Why should you do strength training for swimming?

Strength is essential to any athlete regardless of the discipline he or she is involved in. In the case of swimmers, it helps them increase their propulsive actions in the water. It can also improve their technique. Strength work in swimming also helps maintain endurance throughout the exercise session.

Because moving underwater requires more effort than moving out of the water, swimmers need to work on their strength. Aside from being more effective in the pool, it will reduce your risk of suffering from typical shoulder injuries. In swimmers, we’re talking about damage to the rotator cuff in particular.

A swimmer’s training routine has to have two stages: one within the pool and the other out of the pool and in the gym. The so-called “strength circuit” requires two or three sessions a week. This frequency depends on the level and the professionalism of the athlete.

Strength training for swimming can improve your technique.

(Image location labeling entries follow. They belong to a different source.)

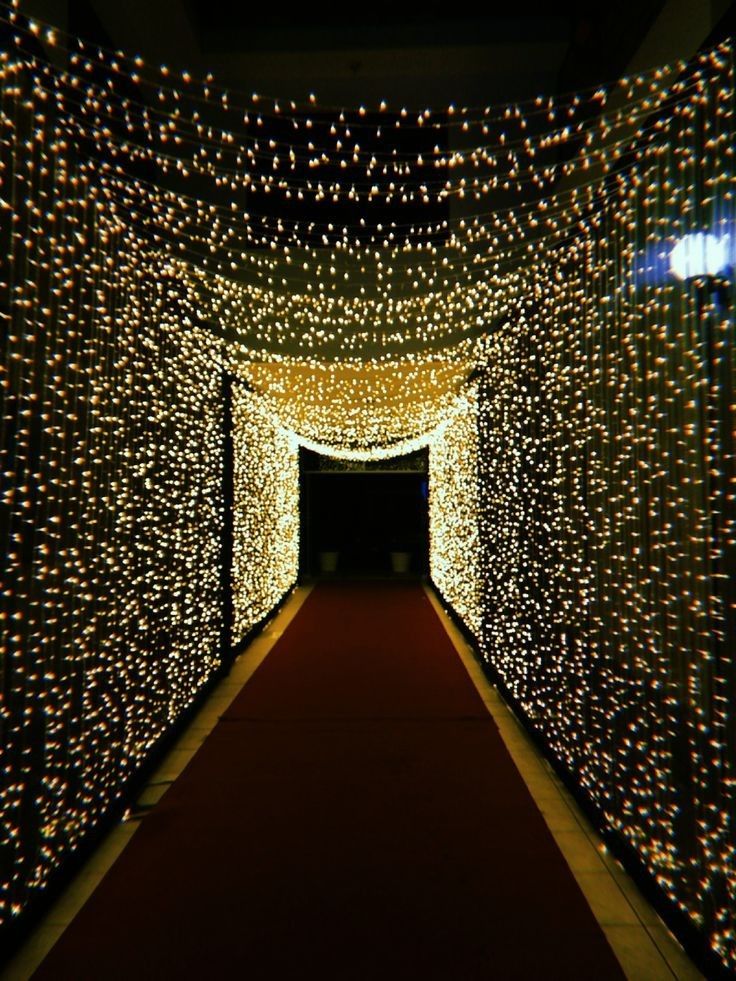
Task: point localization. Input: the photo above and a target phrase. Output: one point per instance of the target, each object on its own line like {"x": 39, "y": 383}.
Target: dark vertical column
{"x": 226, "y": 562}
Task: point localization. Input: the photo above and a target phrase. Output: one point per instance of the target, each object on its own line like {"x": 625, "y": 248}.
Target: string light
{"x": 353, "y": 268}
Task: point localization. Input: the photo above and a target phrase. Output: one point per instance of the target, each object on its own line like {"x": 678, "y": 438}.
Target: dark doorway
{"x": 364, "y": 519}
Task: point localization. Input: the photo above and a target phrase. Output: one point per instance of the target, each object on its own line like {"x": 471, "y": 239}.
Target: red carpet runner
{"x": 354, "y": 815}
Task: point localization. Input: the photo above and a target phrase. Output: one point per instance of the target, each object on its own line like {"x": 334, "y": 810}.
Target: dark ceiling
{"x": 411, "y": 53}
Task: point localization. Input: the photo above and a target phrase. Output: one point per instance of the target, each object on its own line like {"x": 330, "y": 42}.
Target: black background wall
{"x": 363, "y": 515}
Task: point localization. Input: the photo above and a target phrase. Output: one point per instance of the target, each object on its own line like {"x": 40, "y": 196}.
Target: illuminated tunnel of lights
{"x": 198, "y": 283}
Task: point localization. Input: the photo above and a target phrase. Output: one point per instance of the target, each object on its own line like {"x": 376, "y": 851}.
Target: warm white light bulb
{"x": 699, "y": 254}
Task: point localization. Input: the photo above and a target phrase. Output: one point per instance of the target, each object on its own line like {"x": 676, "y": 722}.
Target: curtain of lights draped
{"x": 112, "y": 514}
{"x": 604, "y": 488}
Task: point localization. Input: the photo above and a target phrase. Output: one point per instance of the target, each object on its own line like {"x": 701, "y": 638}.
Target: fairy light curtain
{"x": 354, "y": 271}
{"x": 607, "y": 488}
{"x": 454, "y": 500}
{"x": 265, "y": 512}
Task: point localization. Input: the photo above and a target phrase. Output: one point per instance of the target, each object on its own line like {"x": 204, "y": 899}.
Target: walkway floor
{"x": 354, "y": 814}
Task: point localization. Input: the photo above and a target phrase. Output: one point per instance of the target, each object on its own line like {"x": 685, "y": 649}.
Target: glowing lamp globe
{"x": 699, "y": 254}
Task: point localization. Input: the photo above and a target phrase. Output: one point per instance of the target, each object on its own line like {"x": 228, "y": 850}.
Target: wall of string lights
{"x": 265, "y": 561}
{"x": 604, "y": 488}
{"x": 350, "y": 270}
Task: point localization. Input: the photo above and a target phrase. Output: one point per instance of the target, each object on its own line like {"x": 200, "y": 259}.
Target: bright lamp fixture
{"x": 699, "y": 254}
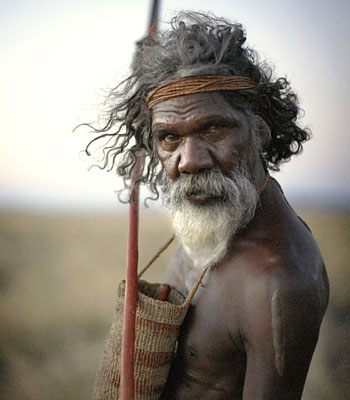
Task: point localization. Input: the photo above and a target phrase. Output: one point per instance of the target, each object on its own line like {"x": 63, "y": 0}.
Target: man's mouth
{"x": 202, "y": 198}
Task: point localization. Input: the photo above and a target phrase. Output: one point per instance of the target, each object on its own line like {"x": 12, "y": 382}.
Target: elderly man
{"x": 212, "y": 120}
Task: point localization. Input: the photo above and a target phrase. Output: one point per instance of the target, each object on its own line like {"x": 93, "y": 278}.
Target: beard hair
{"x": 204, "y": 230}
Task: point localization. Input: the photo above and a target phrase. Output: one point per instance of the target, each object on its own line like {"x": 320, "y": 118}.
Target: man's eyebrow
{"x": 218, "y": 120}
{"x": 160, "y": 128}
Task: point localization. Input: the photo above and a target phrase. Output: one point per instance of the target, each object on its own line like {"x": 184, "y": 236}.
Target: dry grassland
{"x": 58, "y": 276}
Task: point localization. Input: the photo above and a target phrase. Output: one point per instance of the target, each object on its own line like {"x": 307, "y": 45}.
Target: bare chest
{"x": 210, "y": 361}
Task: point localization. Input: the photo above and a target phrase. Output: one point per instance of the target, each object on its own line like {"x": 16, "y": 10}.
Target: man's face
{"x": 204, "y": 146}
{"x": 199, "y": 132}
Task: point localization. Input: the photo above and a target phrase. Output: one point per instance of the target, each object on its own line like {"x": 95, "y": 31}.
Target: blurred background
{"x": 62, "y": 230}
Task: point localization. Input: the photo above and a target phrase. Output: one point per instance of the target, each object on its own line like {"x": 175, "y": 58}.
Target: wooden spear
{"x": 127, "y": 382}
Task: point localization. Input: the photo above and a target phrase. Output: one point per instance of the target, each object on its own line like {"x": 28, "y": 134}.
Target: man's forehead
{"x": 198, "y": 106}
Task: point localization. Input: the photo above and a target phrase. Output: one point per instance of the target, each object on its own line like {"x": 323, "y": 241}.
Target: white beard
{"x": 205, "y": 230}
{"x": 204, "y": 233}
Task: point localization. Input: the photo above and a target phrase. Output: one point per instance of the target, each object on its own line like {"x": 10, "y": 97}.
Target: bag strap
{"x": 192, "y": 292}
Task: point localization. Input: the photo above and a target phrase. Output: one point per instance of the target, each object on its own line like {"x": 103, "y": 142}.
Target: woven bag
{"x": 157, "y": 328}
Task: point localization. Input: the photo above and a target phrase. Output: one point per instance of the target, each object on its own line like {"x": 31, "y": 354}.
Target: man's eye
{"x": 169, "y": 138}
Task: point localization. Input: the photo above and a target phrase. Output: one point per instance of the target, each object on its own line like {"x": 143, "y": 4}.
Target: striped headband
{"x": 196, "y": 84}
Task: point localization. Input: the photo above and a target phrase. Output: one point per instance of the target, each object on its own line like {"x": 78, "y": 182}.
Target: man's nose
{"x": 194, "y": 157}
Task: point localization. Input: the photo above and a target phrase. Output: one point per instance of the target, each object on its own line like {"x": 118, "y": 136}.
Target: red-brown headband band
{"x": 196, "y": 84}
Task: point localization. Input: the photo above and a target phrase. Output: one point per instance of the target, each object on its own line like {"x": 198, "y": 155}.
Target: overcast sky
{"x": 58, "y": 57}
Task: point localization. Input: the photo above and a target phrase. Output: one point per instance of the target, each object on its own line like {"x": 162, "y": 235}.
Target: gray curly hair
{"x": 196, "y": 44}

Strength training exercises for swimming

You should group the exercise into circuits with very brief rest periods. The weight you end up working with should be comfortable for you to lift. That means it’s not necessary to lift large amounts, but rather to focus on your technique.

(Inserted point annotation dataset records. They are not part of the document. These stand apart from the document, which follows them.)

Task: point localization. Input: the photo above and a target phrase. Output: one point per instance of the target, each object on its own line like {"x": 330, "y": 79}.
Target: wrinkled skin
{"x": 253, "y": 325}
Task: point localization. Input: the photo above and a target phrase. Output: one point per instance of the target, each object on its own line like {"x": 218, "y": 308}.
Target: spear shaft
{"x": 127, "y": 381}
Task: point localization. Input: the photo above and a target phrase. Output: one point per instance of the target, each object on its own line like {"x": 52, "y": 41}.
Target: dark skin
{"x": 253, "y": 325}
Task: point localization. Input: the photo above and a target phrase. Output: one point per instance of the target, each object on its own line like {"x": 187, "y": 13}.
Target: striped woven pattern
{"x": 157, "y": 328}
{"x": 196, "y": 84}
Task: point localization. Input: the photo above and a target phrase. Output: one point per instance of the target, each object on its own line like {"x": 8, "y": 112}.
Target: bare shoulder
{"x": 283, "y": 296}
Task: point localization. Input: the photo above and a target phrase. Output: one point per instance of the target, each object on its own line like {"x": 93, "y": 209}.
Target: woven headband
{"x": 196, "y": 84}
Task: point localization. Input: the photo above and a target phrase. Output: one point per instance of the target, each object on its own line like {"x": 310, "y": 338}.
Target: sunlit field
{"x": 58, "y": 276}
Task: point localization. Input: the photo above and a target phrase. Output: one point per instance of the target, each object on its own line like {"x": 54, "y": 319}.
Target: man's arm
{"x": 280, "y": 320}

Here are some of the essential exercises for a swimmer’s strength training routine:

1- External rotation of the shoulders

You can use dumbbells or elastic bands for this exercise. Stand with your back straight and take the weight in one hand. Your arm, from your shoulder to your elbow, should stay very close to your torso. Open your hand and forearm outwards, rotating your shoulder gently.

2- Shoulder press

The shoulder press is a very popular exercise in the gym. You perform this exercise sitting down, with a plate or dumbbell on either side of you. Lift the arms to shoulder-level and bend your elbows in such a way that your hands point up to the ceiling.

Stretch your arms upward above your head. They should meet in the middle (they don’t necessarily have to meet, though). Keep this position for a few seconds and then bring your hands back to the original position. Do 30 repetitions.

3- Leg press

This exercise is good for increasing the strength in your legs. This is another one of the most important parts of the body for swimmers. You do this on a specific machine in the gym. As for the weight, you can increase it gradually as you have more practice. You can also do the same with the number of sets and repetitions.

A woman performing a leg press in the gym.

4- Superman

People also refer to this as the lumbar extension. It works the strength of the hip flexors and the abdominals. You can do this on the floor, on a mat, or on an exercise ball. In case you’re using the last option, you’ll be adding the extra element of instability, which is similar to the environment you encounter underwater.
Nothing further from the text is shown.